Impressoras tridimensionais, também conhecidas com máquinas de prototipagem rápida ou, mais simplesmente, fabbers, são equipamentos para a fabricação de objetos ou peças a partir de um projeto, hoje em dia gerado com o auxílio de um CAD. Você cria, no computador, o modelo 3D do objeto ou peça que quer fabricar, e o fabber “imprime” ele para você.

As primeiras máquinas de prototipagem rápida surgiram na década de 40, e eram fabricantes por subtração, ou seja, eles partiam de um bloco de material e esculpiam a partir desse bloco o objeto desejado, escavando ou polindo pedaços de material. Mais recentemente, foram criados fabricantes por adição, que trabalham com a injeção de pequenas quantidades do material.

Hoje em dia há fabricantes digitais que operam com diversos tipos de material, de papel a ligas de titânio, com custos, capacidade e precisão bem variáveis. É um mercado de mais de US$10 Bi, com aplicações em diversas indústrias e ciências.

O projeto Fab@Home é uma iniciativa para criar especificações open source para um fabber, para uso principalmente por entusiastas e amadores. O objetivo é criar impressoras simples, de custo baixo e que possam lidar com uma gama diversa de materiais. Eles já têm versões totalmente funcionais, capazes de construir objetos a partir de materiais injetáveis, como silicone, barro, ou até mesmo chocolate (!!) com dimensões de até uns 20cm de lado ou altura. A comunidade de “fabricantes em casa” criou também um site onde os designs dos objetos criados com auxílio dos fabbers são compartilhados. Se parecer um hobby bacana, você pode comprar um fabber montado, ou o kit com as peças e instruções aqui ou aqui. O preço ainda é um bocado salgado, afinal o projeto é open source mas o material ainda custa dinheiro…

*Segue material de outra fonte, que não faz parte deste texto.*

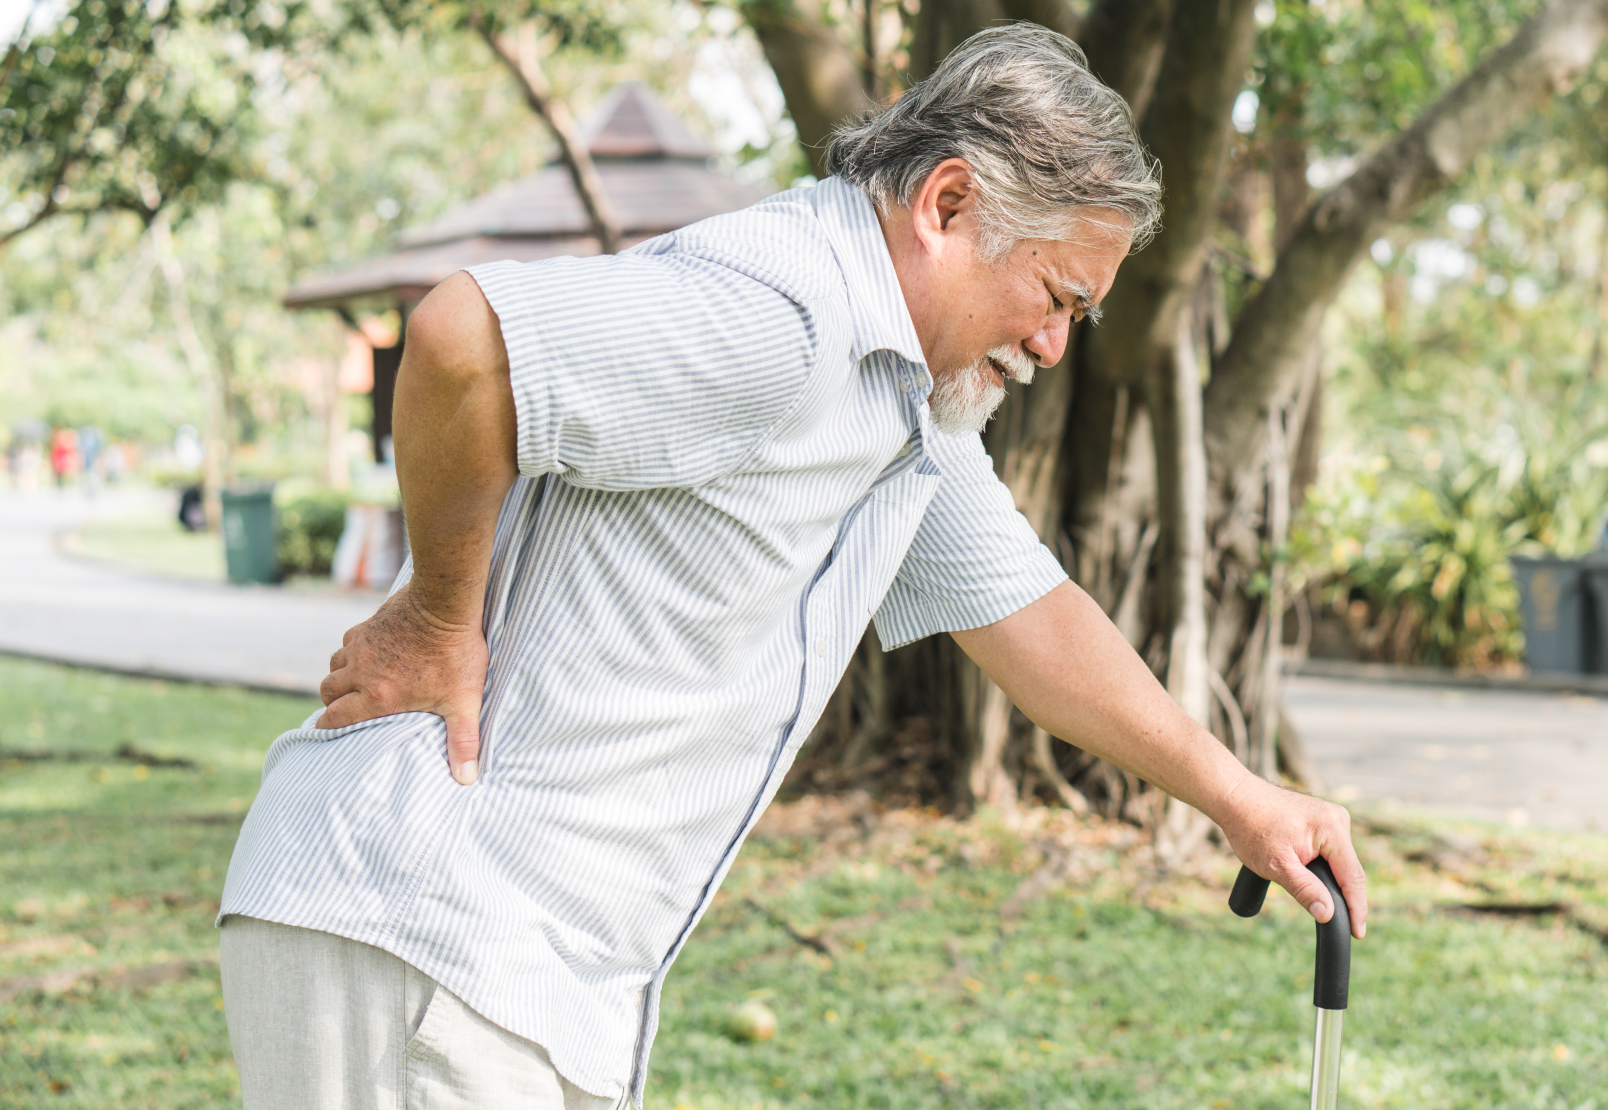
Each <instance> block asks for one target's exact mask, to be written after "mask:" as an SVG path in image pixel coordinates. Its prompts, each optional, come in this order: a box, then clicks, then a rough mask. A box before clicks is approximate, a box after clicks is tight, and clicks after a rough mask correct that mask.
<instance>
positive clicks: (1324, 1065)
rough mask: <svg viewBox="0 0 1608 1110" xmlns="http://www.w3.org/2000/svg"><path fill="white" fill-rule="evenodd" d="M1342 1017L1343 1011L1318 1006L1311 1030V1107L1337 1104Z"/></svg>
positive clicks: (1338, 1095)
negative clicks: (1325, 1009) (1311, 1081)
mask: <svg viewBox="0 0 1608 1110" xmlns="http://www.w3.org/2000/svg"><path fill="white" fill-rule="evenodd" d="M1344 1018H1346V1012H1344V1010H1325V1009H1322V1007H1319V1012H1317V1028H1315V1030H1314V1033H1312V1110H1336V1107H1338V1105H1339V1026H1341V1022H1344Z"/></svg>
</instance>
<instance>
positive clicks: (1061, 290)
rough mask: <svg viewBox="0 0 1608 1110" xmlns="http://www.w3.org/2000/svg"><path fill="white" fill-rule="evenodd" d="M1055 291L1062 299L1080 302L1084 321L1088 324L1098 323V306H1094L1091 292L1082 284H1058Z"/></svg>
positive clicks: (1098, 312) (1099, 322)
mask: <svg viewBox="0 0 1608 1110" xmlns="http://www.w3.org/2000/svg"><path fill="white" fill-rule="evenodd" d="M1055 291H1056V293H1060V294H1061V296H1064V298H1069V299H1076V301H1081V302H1082V306H1084V319H1085V320H1089V323H1100V306H1098V304H1095V296H1093V290H1090V288H1089V286H1087V285H1084V283H1082V282H1060V283H1056V286H1055Z"/></svg>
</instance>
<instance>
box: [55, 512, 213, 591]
mask: <svg viewBox="0 0 1608 1110" xmlns="http://www.w3.org/2000/svg"><path fill="white" fill-rule="evenodd" d="M71 550H74V552H76V553H79V555H87V557H90V558H101V560H106V561H111V563H121V565H122V566H129V568H133V569H140V571H146V573H151V574H167V576H172V578H195V579H203V581H207V582H222V581H224V578H225V566H224V537H222V536H219V534H217V532H187V531H185V529H183V528H180V526H178V521H177V520H174V513H172V512H169V510H167V508H166V507H161V508H158V507H151V508H148V510H146V512H142V513H133V515H129V516H113V518H109V520H96V521H90V523H88V524H85V526H84V528H82V529H80V531H79V532H77V534H76V536H74V537H72V541H71Z"/></svg>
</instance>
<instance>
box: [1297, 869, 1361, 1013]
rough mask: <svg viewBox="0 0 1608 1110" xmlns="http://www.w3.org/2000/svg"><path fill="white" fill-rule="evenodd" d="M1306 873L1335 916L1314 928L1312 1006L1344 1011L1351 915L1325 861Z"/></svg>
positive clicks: (1345, 996) (1327, 1009)
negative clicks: (1322, 893)
mask: <svg viewBox="0 0 1608 1110" xmlns="http://www.w3.org/2000/svg"><path fill="white" fill-rule="evenodd" d="M1307 870H1309V872H1312V874H1314V875H1317V877H1319V878H1320V880H1322V882H1323V885H1325V886H1328V899H1330V901H1331V902H1333V904H1335V915H1333V917H1330V919H1328V920H1327V922H1322V923H1319V927H1317V964H1315V965H1314V968H1312V1005H1315V1007H1319V1009H1320V1010H1344V1009H1346V1001H1348V997H1349V996H1351V911H1349V909H1348V907H1346V896H1344V894H1341V893H1339V883H1336V882H1335V872H1331V870H1330V869H1328V861H1327V859H1323V857H1322V856H1319V857H1317V859H1314V861H1312V862H1311V864H1307Z"/></svg>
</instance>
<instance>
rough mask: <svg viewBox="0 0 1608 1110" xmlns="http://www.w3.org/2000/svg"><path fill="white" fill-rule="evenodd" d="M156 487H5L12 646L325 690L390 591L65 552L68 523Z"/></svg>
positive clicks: (7, 644) (58, 657) (5, 642)
mask: <svg viewBox="0 0 1608 1110" xmlns="http://www.w3.org/2000/svg"><path fill="white" fill-rule="evenodd" d="M153 499H161V500H162V504H166V494H161V492H153V491H116V492H108V494H103V495H101V497H100V499H96V500H95V502H90V500H87V499H85V497H84V495H82V494H80V492H79V491H76V489H69V491H64V492H61V494H58V492H56V491H43V492H39V494H31V495H23V494H13V492H3V494H0V652H11V653H21V655H37V656H43V658H51V660H61V661H68V663H84V664H92V666H105V668H111V669H117V671H135V672H148V674H167V676H174V677H190V679H203V680H211V682H238V684H243V685H254V687H269V689H281V690H299V692H307V693H317V690H318V682H320V680H322V679H323V676H325V672H326V671H328V663H330V653H331V652H333V650H334V648H338V647H339V645H341V634H343V632H344V631H346V629H349V627H351V626H352V624H357V623H359V621H362V619H365V618H367V616H368V615H370V613H373V610H375V606H376V605H378V603H379V595H378V594H371V592H362V594H343V592H336V590H330V592H314V594H304V592H299V590H286V589H280V587H272V586H260V587H235V586H224V584H217V586H214V584H207V582H190V581H182V579H167V578H161V576H154V574H140V573H133V571H124V569H121V568H114V566H109V565H106V563H96V561H92V560H84V558H69V557H63V555H61V553H59V552H56V549H55V542H53V541H55V536H56V534H58V532H61V531H64V529H71V528H77V526H80V524H84V523H85V521H88V520H93V518H95V516H105V515H124V513H130V512H138V510H142V508H143V510H145V512H151V510H153V505H151V502H153Z"/></svg>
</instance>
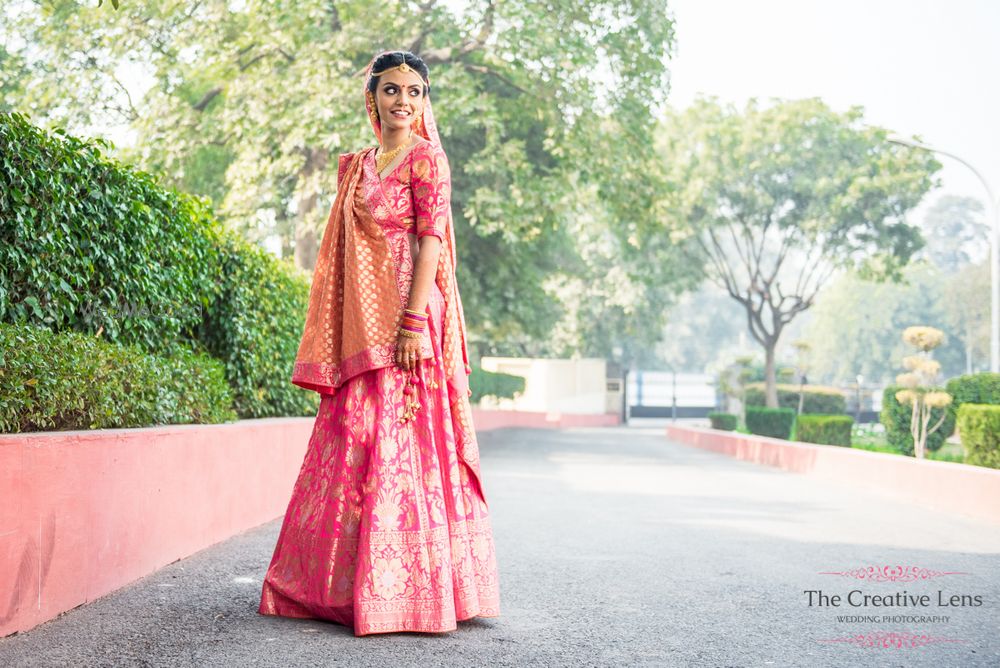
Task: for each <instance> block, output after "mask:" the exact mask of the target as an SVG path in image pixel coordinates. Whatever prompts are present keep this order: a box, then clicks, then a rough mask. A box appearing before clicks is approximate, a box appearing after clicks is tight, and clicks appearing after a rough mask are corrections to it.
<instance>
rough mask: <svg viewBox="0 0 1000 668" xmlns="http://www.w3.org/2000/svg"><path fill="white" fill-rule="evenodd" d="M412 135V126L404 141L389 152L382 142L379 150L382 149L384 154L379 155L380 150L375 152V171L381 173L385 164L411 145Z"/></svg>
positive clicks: (379, 146)
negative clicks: (410, 140) (408, 146)
mask: <svg viewBox="0 0 1000 668" xmlns="http://www.w3.org/2000/svg"><path fill="white" fill-rule="evenodd" d="M411 137H413V128H410V134H408V135H407V136H406V139H405V140H404V141H403V143H402V144H400V145H399V146H397V147H396V148H394V149H392V150H391V151H389V152H388V153H386V150H385V147H384V146H382V145H381V144H380V145H379V147H378V150H379V151H382V154H381V155H379V154H378V152H376V153H375V171H376V172H378V173H379V174H381V173H382V170H383V169H385V166H386V165H388V164H389V163H390V162H392V161H393V160H394V159H395V157H396V156H397V155H399V152H400V151H402V150H403V149H404V148H406V147H407V146H408V145H409V143H410V138H411Z"/></svg>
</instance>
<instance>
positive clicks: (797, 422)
mask: <svg viewBox="0 0 1000 668" xmlns="http://www.w3.org/2000/svg"><path fill="white" fill-rule="evenodd" d="M853 427H854V418H852V417H851V416H850V415H822V414H806V413H803V414H802V415H799V416H798V418H796V421H795V438H796V440H798V441H802V442H803V443H821V444H823V445H842V446H845V447H848V448H849V447H851V429H852V428H853Z"/></svg>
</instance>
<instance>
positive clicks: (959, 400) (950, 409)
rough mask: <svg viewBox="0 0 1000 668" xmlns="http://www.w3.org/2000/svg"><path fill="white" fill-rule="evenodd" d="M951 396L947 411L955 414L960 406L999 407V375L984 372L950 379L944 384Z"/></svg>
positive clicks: (990, 372) (999, 376)
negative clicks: (997, 406)
mask: <svg viewBox="0 0 1000 668" xmlns="http://www.w3.org/2000/svg"><path fill="white" fill-rule="evenodd" d="M945 390H946V391H947V392H948V394H950V395H951V398H952V402H951V406H950V408H949V410H950V411H951V412H952V413H955V414H957V413H958V409H959V407H960V406H961V405H962V404H966V403H968V404H994V405H1000V373H991V372H989V371H984V372H982V373H970V374H967V375H964V376H957V377H955V378H952V379H951V380H949V381H948V382H947V383H946V384H945Z"/></svg>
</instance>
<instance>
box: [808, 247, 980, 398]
mask: <svg viewBox="0 0 1000 668" xmlns="http://www.w3.org/2000/svg"><path fill="white" fill-rule="evenodd" d="M903 277H904V281H903V282H901V283H891V282H890V283H875V282H872V281H866V280H863V279H861V278H860V277H859V276H858V275H857V274H856V273H852V272H848V273H845V274H843V275H841V276H840V277H838V278H837V279H836V280H835V281H834V282H833V283H832V284H831V285H830V286H829V287H828V288H827V289H825V290H824V291H823V293H822V294H821V295H820V296H819V298H818V300H817V303H816V306H815V308H814V311H813V318H812V320H811V321H810V322H809V323H808V324H807V325H806V328H805V330H806V338H807V340H808V341H809V342H810V343H811V344H812V351H811V353H810V358H811V360H812V365H813V372H814V373H815V375H816V377H817V378H834V379H839V380H840V381H841V382H845V381H850V382H852V383H853V382H854V378H855V376H857V375H858V374H859V373H860V374H862V375H863V376H864V378H865V382H866V383H867V382H875V383H878V382H885V383H893V382H894V381H895V378H896V374H897V373H898V369H899V367H900V366H901V365H902V359H903V357H905V356H906V355H909V354H910V353H911V351H912V349H911V348H910V347H909V346H908V345H907V344H906V342H904V341H903V340H902V338H901V337H900V335H899V333H900V332H901V331H903V330H904V329H906V327H908V326H910V325H912V324H913V323H915V322H923V323H928V324H931V325H933V326H935V327H937V328H939V329H942V330H943V331H944V332H945V333H946V335H947V338H946V341H945V342H944V344H942V345H941V346H940V347H938V348H937V349H935V351H934V358H935V359H936V360H938V361H939V362H941V368H942V373H943V375H944V376H945V377H947V376H950V375H955V374H957V373H960V372H961V370H962V369H963V368H964V360H963V351H962V345H961V338H960V337H959V336H958V335H957V332H956V331H955V330H954V328H951V327H949V326H948V318H947V313H948V309H949V308H951V307H950V306H949V303H950V300H949V299H947V298H946V296H945V294H946V293H945V292H943V286H944V283H943V277H942V274H941V272H940V270H939V269H937V268H936V267H934V266H933V265H931V264H928V263H926V262H915V263H912V264H910V265H909V266H907V267H906V269H904V270H903ZM987 285H988V284H987ZM986 290H987V291H988V290H989V288H988V287H987V288H986ZM980 294H981V293H980ZM980 301H981V298H980ZM810 375H812V374H810Z"/></svg>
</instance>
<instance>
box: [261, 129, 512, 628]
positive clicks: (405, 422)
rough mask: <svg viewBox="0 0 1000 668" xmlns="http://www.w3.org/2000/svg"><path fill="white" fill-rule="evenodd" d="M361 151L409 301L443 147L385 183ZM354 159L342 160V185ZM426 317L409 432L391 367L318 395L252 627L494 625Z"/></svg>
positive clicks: (441, 318)
mask: <svg viewBox="0 0 1000 668" xmlns="http://www.w3.org/2000/svg"><path fill="white" fill-rule="evenodd" d="M365 151H367V153H364V155H363V157H362V158H361V160H362V164H361V170H362V173H361V176H360V182H359V188H358V191H359V195H358V198H359V201H360V198H362V197H363V198H364V201H363V202H361V205H362V206H365V207H367V209H368V211H370V212H371V213H372V214H373V216H374V219H375V220H376V221H377V222H378V224H379V226H380V227H381V228H382V230H383V231H384V233H385V237H386V240H387V241H388V244H389V247H390V249H391V252H392V255H393V259H394V261H395V264H396V266H397V268H398V278H399V280H400V292H401V294H405V293H406V292H407V291H408V290H409V285H410V282H411V281H412V274H413V255H412V250H411V245H415V242H414V241H413V239H412V237H411V235H415V234H419V235H420V236H423V235H424V234H434V235H436V236H438V237H439V238H442V237H443V231H442V230H441V229H439V228H438V227H437V226H436V225H435V221H436V220H438V216H437V215H436V214H435V212H434V211H433V209H434V208H435V207H439V206H441V204H440V200H441V197H440V196H441V188H442V187H444V188H445V189H446V190H445V194H447V189H448V188H450V184H443V183H442V182H441V180H442V179H443V178H445V177H447V176H448V175H447V173H445V174H437V173H436V172H434V171H433V170H431V171H428V170H427V169H414V168H413V166H414V164H416V163H419V164H420V165H423V166H425V167H426V165H428V164H429V165H434V164H439V163H436V162H435V160H436V159H440V156H436V155H435V152H436V151H440V147H438V146H435V145H434V144H433V143H431V142H428V141H423V140H421V141H420V142H419V143H418V144H417V145H415V146H413V147H412V148H410V149H408V151H409V153H408V155H407V156H406V157H405V158H404V159H403V160H402V162H400V163H399V164H398V165H397V167H396V168H395V169H394V171H393V172H392V173H390V174H389V175H387V176H385V177H384V178H382V179H380V178H379V175H378V174H377V173H376V171H375V160H374V150H373V149H365ZM351 155H352V154H346V155H345V156H342V159H341V175H343V172H344V167H345V164H346V162H347V160H348V159H349V158H350V156H351ZM414 194H416V196H414ZM418 221H419V223H420V225H419V227H420V229H419V230H418V225H417V222H418ZM427 313H428V316H429V317H428V326H427V327H428V330H427V334H428V335H429V339H430V346H431V349H432V350H433V357H429V358H425V359H421V360H420V363H419V365H418V369H417V372H416V384H415V385H413V384H410V386H411V387H412V388H413V390H412V391H415V392H416V396H417V399H418V401H419V403H420V405H421V408H420V409H419V410H418V411H417V412H416V414H415V416H414V418H413V419H411V420H408V421H404V422H402V423H401V421H400V417H401V416H402V415H403V412H404V410H405V405H406V401H405V396H404V391H407V390H406V388H407V385H408V384H409V383H408V379H409V375H408V373H407V372H406V371H404V370H403V369H400V368H399V367H398V366H396V365H395V364H389V365H386V366H381V367H379V368H374V369H370V370H367V371H363V372H361V373H357V374H355V375H353V376H351V377H349V378H348V379H347V380H346V381H344V382H343V384H342V385H340V387H339V388H338V389H337V391H336V393H335V394H323V396H322V399H321V403H320V406H319V412H318V415H317V416H316V422H315V426H314V428H313V432H312V436H311V438H310V440H309V444H308V449H307V453H306V456H305V460H304V461H303V463H302V468H301V471H300V473H299V475H298V479H297V480H296V482H295V486H294V488H293V491H292V497H291V500H290V502H289V504H288V510H287V512H286V514H285V518H284V522H283V524H282V526H281V532H280V535H279V537H278V542H277V545H276V547H275V551H274V556H273V558H272V560H271V563H270V566H269V568H268V570H267V574H266V576H265V579H264V584H263V591H262V594H261V601H260V607H259V612H260V614H264V615H280V616H284V617H300V618H318V619H326V620H330V621H333V622H337V623H339V624H343V625H346V626H348V627H351V628H353V630H354V634H355V635H357V636H362V635H368V634H373V633H386V632H391V631H423V632H444V631H451V630H455V629H456V628H457V625H456V622H457V621H458V620H464V619H469V618H472V617H476V616H480V617H497V616H499V614H500V610H499V604H500V603H499V589H498V582H497V564H496V556H495V551H494V543H493V535H492V530H491V527H490V517H489V512H488V507H487V503H486V498H485V496H484V495H483V490H482V484H481V480H480V478H479V470H478V446H477V445H476V441H475V431H474V428H473V426H472V419H471V412H470V409H469V403H468V401H460V402H455V401H454V399H453V398H452V399H449V393H448V392H447V389H446V387H447V385H446V383H447V379H446V377H445V370H444V368H443V366H442V362H441V360H442V345H443V340H442V335H441V332H442V314H443V299H442V293H441V290H440V289H439V288H438V286H437V285H436V284H434V283H432V288H431V293H430V297H429V301H428V305H427ZM459 435H461V438H459ZM458 440H461V441H462V442H461V443H457V441H458Z"/></svg>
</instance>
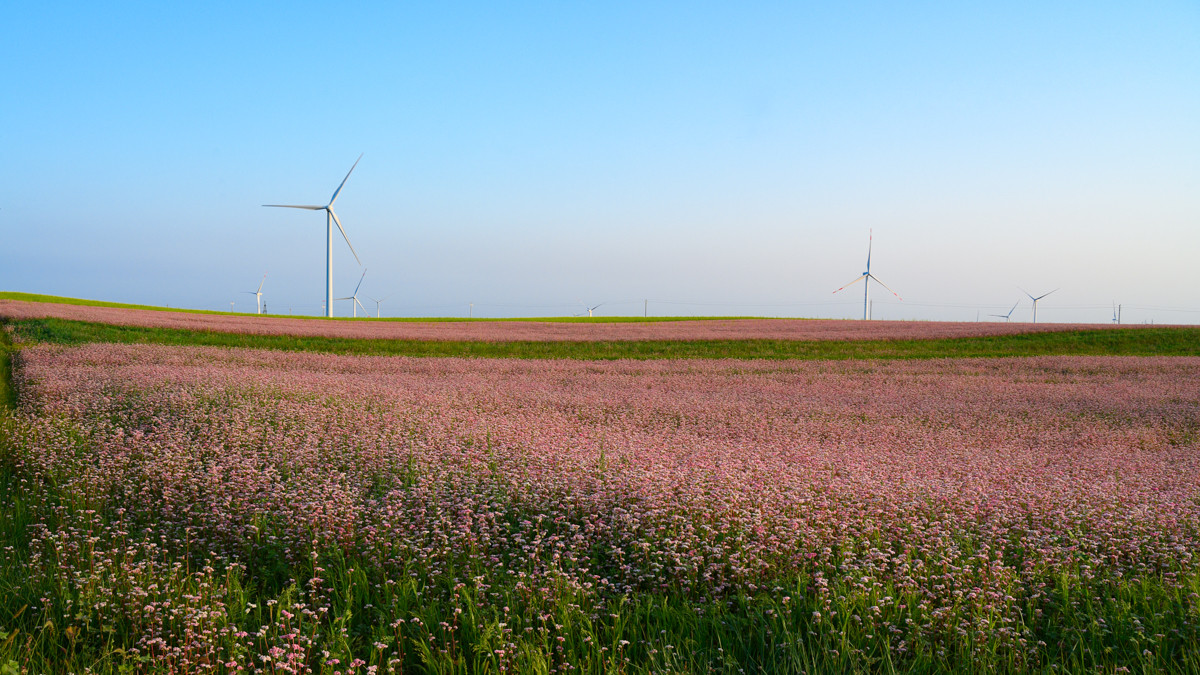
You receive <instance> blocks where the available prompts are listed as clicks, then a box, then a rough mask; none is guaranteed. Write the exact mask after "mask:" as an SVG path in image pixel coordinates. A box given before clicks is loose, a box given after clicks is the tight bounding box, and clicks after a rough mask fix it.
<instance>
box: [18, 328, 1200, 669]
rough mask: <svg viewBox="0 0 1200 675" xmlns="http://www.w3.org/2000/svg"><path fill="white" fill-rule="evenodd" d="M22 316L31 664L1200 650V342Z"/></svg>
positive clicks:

No Brasil, o Centro de Tecnologia da Informação Renato Archer, uma unidade de pesquisa do Ministério da Ciência e Tecnologia, utiliza fabbers (inclusive o Fab@Home) em alguns projetos. Uma aplicação muito bacana é a prototipagem rápida na medicina, através da qual protótipos são utilizados no planejamento de cirurgias complexas, mas não-urgentes. A prototipagem rápida também pode ser usada para confeccionar implantes personalizados, no formato exato de cada paciente, para casos de reconstrução óssea.

NexusOutro uso bacana para fabbers é artístico: esculturas digitais, modeladas em CADs e “impressas” no material que o artista escolher. Bathsheba Grossman é um escultor digital que usa impressoras 3D de metal (ou gravadores de laser) para produzir sua arte. Ele usa a precisão dos CADS e impressoras para criar peças de uma precisão e detalhamento dificilmente alcançáveis por escultores “tradicionais”. O processo de impressão também permite que as peças sejam moldadas de forma quase impossível manualmente.

E alguns mais malucos um pouco resolveram criar uma impressora 3D capaz de imprimir as próprias peças: um fabber quase auto-replicante é o objetivo do projeto RepRap, também open source. O RepRap é um fabber atualmente capaz de produzir 60% das peças necessárias para montá-lo. As outras peças são baratas e fáceis de achar, segundo a equipe. Parece que se você pagar uma caixa de cerveja pros caras, eles fabricam o kit sob demanda, ou você pode comprá-lo da Unimatic.